Jakarta | Jurnal Inspirasi
Dewan Pers dan Aliansi Jurnalis Independen (AJI) telah berupaya mendesak dikeluarkannya pasal mengenai pers dari Omnibus Law. Salah satu yang paling disorot oleh awak pers yakni pasal 18, khususnya ayat (3) dan (4) lantaran dianggap membuka ruang intervensi pemerintah terhadap kebebasan dan kemandirian pers.
Hingga pada Juli lalu, pemerintah dan DPR akhirnya menghapus pasal tersebut.Meski begitu, penolakan terhadap RUU ini terus bergulir. Namun, pemerintah dan DPR juga tak hilang akal dan niat. Mereka terus melakukan pembahasan terhadap sejumlah klaster di Badan Legislasi (Baleg) DPR, bahkan pembahasan mereka lakukan saat akhir pekan.

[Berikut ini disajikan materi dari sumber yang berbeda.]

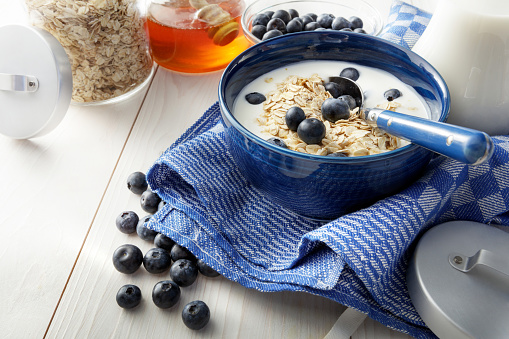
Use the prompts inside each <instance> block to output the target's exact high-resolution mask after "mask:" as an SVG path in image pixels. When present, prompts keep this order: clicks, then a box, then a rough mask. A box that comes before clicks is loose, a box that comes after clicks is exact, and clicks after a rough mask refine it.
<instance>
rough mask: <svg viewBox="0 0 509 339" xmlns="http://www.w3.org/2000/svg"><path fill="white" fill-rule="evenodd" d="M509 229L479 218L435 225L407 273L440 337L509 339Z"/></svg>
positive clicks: (408, 288)
mask: <svg viewBox="0 0 509 339" xmlns="http://www.w3.org/2000/svg"><path fill="white" fill-rule="evenodd" d="M508 245H509V233H507V232H505V231H503V230H502V229H499V228H497V227H495V226H490V225H486V224H482V223H478V222H473V221H451V222H446V223H443V224H440V225H437V226H434V227H433V228H431V229H430V230H429V231H427V232H426V233H425V234H424V235H423V236H422V238H421V239H420V240H419V242H418V244H417V246H416V249H415V252H414V255H413V258H412V261H411V262H410V264H409V267H408V271H407V286H408V291H409V294H410V298H411V299H412V303H413V304H414V306H415V308H416V310H417V312H418V313H419V315H420V316H421V318H422V320H423V321H424V322H425V323H426V325H428V327H429V328H430V329H431V331H433V333H435V334H436V335H437V336H438V337H439V338H442V339H447V338H490V339H497V338H500V339H502V338H507V335H508V333H509V321H507V319H508V314H509V246H508Z"/></svg>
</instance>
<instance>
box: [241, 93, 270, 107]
mask: <svg viewBox="0 0 509 339" xmlns="http://www.w3.org/2000/svg"><path fill="white" fill-rule="evenodd" d="M246 100H247V102H249V103H250V104H251V105H259V104H261V103H262V102H264V101H265V100H266V98H265V95H263V94H261V93H259V92H253V93H249V94H246Z"/></svg>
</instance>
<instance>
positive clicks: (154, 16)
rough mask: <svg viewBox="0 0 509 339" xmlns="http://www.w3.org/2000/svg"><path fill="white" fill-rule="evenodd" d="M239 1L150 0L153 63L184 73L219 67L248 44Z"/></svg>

Pada Agustus lalu, Ketua Komnas HAM Ahmad Taufan Damanik mengeluarkan rekomendasi agar pembahasan Omnibus Law tidak dilanjutkan. Taufan menganggap pembahasan RUU ini tergesa-gesa dan sangat kecil ruang partisipasi bagi masyarakat.
“Dalam rangka penghormatan, perlindungan, pemenuhan HAM bagi seluruh rakyat Indonesia. Juga untuk mencegah terjadinya komplikasi sistem politik, sistem hukum, tata laksana, dan lain-lain,” kata Taufan dikutip dari CNN, Selasa (6/10).
Meski gelombang penolakan baik dari buruh, tokoh agama, hingga aktivis semakin kencang, pemerintah dan DPR justru makin gencar membahas dan menyelesaikan RUU itu agar bisa kelar sebelum reses DPR yang dijadwalkan pada Oktober ini.
Paling menarik, pertengahan Agustus lalu, secara terbuka pemerintah mengkampanyekan RUU ini melalui sejumlah pesohor tanah air. Mereka mengkamapanyekan RUU ini melalui media sosial yang telah diikuti puluhan juta masyarakat.
Mereka mengkampanyekan Omnibus Law dengan tagar #IndonesiaButuhKerja. Para pesohor ini disebut-sebut menerima bayaran mulai dari Rp5 juta hingga Rp10 juta perunggahan.
Gelombang penolakan masih terus bergulir sampai hari ini. Alih-alih mendengar, pemerintah dan DPR justru tancap gas agar RUU Ciptaker bisa selesai tahun ini seperti yang diiginkan Jokowi.
Baleg DPR bahkan sampai semangat membahas RUU tersebut pada akhir pekan. Hingga akhirnya pada Sabtu (3/10), DPR dan Pemerintah melakukan pembicaraan tingkat satu dan menyetujui agar RUU ini dibawa ke Rapat Paripurna untuk pengambilan keputusan dan mendapatkan pengesahan.
Buruh dan masyarakat serta mahasiswa memutuskan turun ke jalan untuk memperjuangkan agar RUU Ciptaker tersebut tak jadi disahkan. Bahkan kaum pekerja merencanakan mogok nasional selama tiga hari, 6 sampai 8 Oktober untuk menolak RUU tersebut disahkan.
Dalam jadwal semula, Rapat Paripurna akan digelar pada Kamis 8 Oktober. Sementara reses anggota dewan dimulai pada 9 Oktober.
Lagi-lagi DPR mempercepat pengambilan keputusan RUU Ciptaker dengan alasan wabah Covid-19 di DPR semakin tinggi. Penutupan masa sidang dan rapat pengambilan keputusan RUU tersebut akhirnya dilakukan Senin (5/10) secara tiba-tiba. Sedangkan reses para wakil rakyat menjadi 6 Oktober.
Percepatan pengambilan keputusan ini diduga kuat karena buruh dan masyarakat luas berencana melakukan aksi serentak mulai 6 sampai 8 Oktober. Meskipun RUU Ciptaker telah disahkan menjadi UU, buruh dan masyarakat lainnya tetap turun ke jalan menolak RUU tersebut.